Eau de France

Personal ProjectEau de France

Introduction

Eau de France is a self-updating water quality visualization app, using data gathered from Hubeau, a public API enabling access to water quality data in France.

It features a main page with a commune search feature that uses another API provided by the French government directly. This search is incredibly fast and updates after a very small debounce, even from a single letter (there is indeed a single-letter commune in France: Y).

After selecting a commune, we can access its latest available results in a dedicated page. The commune pages are fully server-rendered leveraging Next.js ISR and revalidated every 24 hours.

On these pages, users can see a list of the existing water networks and the latest water quality results for that network. Two display types are available: sortable grid or cards. On mobile, users have access to the same information and features and can access the network selection from a drawer.

Technologies

Typescript, Tailwind, Next.js, hosted by Vercel for simplicity and because I did not need more than what the free tier provides, many of the components came from shadcn.

Purpose

My goal for this project was to create an updated version of a technical challenge I had to do as a then candidate for my previous job, using the same API and timeframe (a few days), but with a modern look, simpler interface and leveraging many of the skills I developed during my first professional experience.

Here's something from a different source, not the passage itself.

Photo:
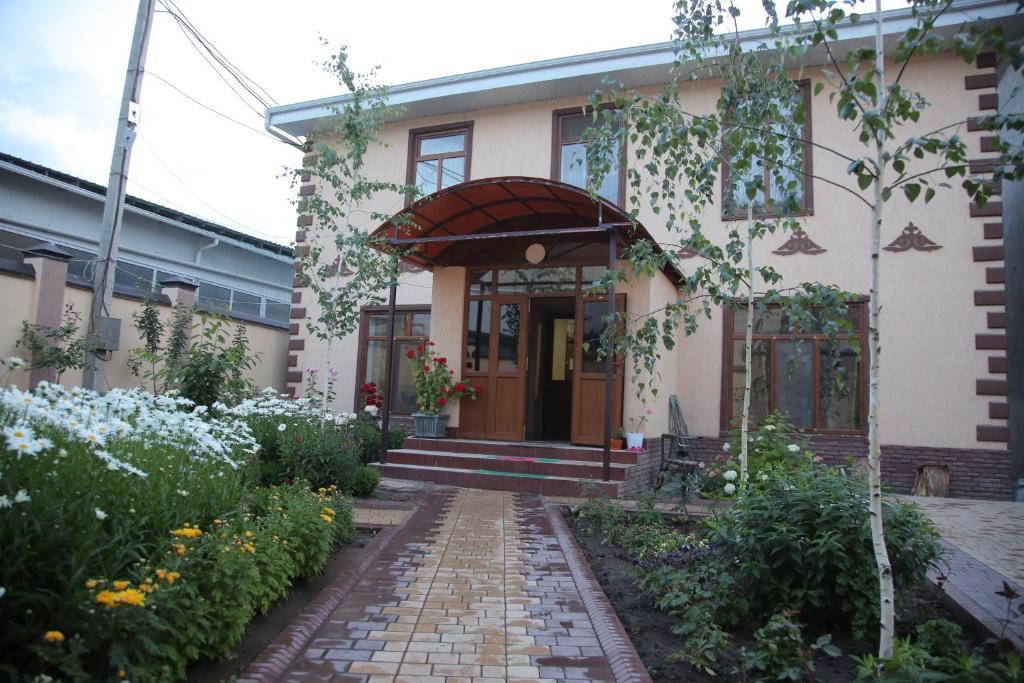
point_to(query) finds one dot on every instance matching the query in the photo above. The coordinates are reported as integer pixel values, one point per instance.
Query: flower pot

This challenge was the first real-world test of my programming skills with stakes in play. It contributed to landing me my first dev job so it felt right to give it a quick revamp.

Spotlight

One particularly interesting part of this project was the use of a token bucket algorithm to manage concurrent API calls in order to stay under the API's rate-limit threshold. While relatively simple conceptually, it entirely solved the need for a heavier infrastructure that would have included tracking the calls of individual users and managing them.

With this architecture, even if a malicious user were to try and saturate the website with calls to many different communes, they would only end up generating around 35k pages (about the number of communes in France currently). After that, no calls would trigger again for these pages other than the automatic ones from time-based revalidation.

This is what would tend to happen anyway with normal use over the long term.